Right. So if you haven't read my mini-meltdown from earlier, go read it. Now here it is again...in minute by minute super slow motion action. Whee.
6:00 p.m. Father-in-law calls. Will be in town tonight and wants to take us out for dinner. Hell yes! Leave work, with dry-cleaning that has been hanging on coat hook in office for a week, feeling immensely pleased with self.

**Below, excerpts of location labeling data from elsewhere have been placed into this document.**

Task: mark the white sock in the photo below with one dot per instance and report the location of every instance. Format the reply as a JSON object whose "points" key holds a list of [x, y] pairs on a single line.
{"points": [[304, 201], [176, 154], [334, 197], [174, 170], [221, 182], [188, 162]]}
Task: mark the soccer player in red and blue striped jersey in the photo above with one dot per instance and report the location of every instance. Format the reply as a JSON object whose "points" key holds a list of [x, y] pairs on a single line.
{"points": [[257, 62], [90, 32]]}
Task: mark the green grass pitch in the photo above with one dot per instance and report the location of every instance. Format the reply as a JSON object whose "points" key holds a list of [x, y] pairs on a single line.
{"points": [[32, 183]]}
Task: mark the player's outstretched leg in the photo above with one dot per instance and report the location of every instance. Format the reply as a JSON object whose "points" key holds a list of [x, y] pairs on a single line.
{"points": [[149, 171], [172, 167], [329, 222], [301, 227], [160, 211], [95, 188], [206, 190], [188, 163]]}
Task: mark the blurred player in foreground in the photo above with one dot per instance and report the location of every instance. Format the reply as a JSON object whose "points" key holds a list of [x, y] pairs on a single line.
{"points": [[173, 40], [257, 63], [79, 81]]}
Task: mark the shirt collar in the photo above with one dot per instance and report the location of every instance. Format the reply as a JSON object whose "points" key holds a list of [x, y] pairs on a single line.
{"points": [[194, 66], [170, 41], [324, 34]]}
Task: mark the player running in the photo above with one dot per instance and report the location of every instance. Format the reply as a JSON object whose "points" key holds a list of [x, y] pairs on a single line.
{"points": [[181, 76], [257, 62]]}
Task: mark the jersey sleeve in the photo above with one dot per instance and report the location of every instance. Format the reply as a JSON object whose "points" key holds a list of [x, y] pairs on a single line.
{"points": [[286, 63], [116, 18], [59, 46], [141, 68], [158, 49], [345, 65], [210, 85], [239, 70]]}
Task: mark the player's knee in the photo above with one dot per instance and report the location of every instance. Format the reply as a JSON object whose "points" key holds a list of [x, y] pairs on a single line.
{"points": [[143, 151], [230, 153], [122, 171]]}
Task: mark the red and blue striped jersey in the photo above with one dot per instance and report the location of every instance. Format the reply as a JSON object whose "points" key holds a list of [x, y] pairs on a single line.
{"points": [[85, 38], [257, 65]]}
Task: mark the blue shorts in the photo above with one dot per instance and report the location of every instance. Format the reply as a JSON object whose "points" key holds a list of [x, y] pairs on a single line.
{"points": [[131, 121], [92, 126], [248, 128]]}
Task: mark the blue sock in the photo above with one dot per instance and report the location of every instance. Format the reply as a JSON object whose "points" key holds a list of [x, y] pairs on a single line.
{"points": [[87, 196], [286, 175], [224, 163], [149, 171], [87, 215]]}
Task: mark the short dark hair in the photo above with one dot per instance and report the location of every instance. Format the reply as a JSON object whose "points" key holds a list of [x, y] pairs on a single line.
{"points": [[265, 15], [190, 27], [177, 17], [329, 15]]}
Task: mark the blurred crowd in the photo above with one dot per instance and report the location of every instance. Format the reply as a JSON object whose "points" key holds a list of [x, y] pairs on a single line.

6:33 Home. Messy, messy home. Toss dry-cleaning in heap on closet floor, shove all clutter into drawers, closets, etc. Feed poor starving (starving!) yowling cat and change into cute going-out-for-dinner outfit.
6:45 Boot up laptop.
6:55 God this laptop sucks ass.
7:03 Log onto online classroom to check for final exam review shit.
7:04 WHAT. THE. FUCK.
7:05 WHAT THE FUCK WHAT THE FUCK WHAT THE FUCK
7:10 Call Jason in hysterics.
7:11 Jason: “What the FUCK?”
7:13 Sobbing gasping heaving panic attack.
7:13.57999 Flashbacks to every anxiety dream I’ve had about papers I didn’t know about, tests I didn’t study for and classes that I SWORE I DROPPED and what do you MEAN I’m still registered for and have to take a final in and I haven’t been to a single class and why in the world is the class being held in a building that I have to take a train to get to? Oh my god, where is the train station? Run!
7:15 The reality sets in. I have to write an entire bullshit paper TONIGHT and then cram my little ass off tomorrow and Friday.
7:16 Blog about it.
7:20 Send testy email to COMM 400 professor asking where in sam hill our final exam review stuff is, as (ahem) the final is in TWO FUCKING DAYS.
7:22 Compose death threats to SPCH 426 professor who decides to assign PAPERS the same week as finals. Do not send.
7:25 Spring into mad action. Dig out textbooks from under bed. Print off class notes and assignment description. Google to find some resources to…collaboratively…share…or something.
7:30 Father-in-law arrives. He and Jason head out for dinner at my most favoritest pizza place ever. Warn Jason that he will not be allowed back in the house unless he comes bearing pizza.
7:31 Put bottle of white wine in freezer. Take pint of Ben & Jerry’s out.
7:35 Type name, class section and paper title.
7:40 Eat last of the Doritos Rollitos.
7:41 – 7:59 The lost minutes. No idea what happened here.
8:00 Start writing paper furiously. No time for thinking! Just typing! Big words! Vague meanings!
8:15 Well. That was productive. Time to get the wine out.
8:16 – 8:22 The Battle of the Stubborn Cheap Cork. More almost-tears and almost-need-for-stitches.
8:25 Thesis of paper looks something like this: Cross-cultural conflicts are the result of blah blah self-perceptions colliding with reality and racism prejudice overcoming talkyspeak.
8:35 I like Martha. She’s funny and knows how to bullshit and write papers drunk. Emailing with her almost seems like a total non-waste of precious minutes. It's actually productive!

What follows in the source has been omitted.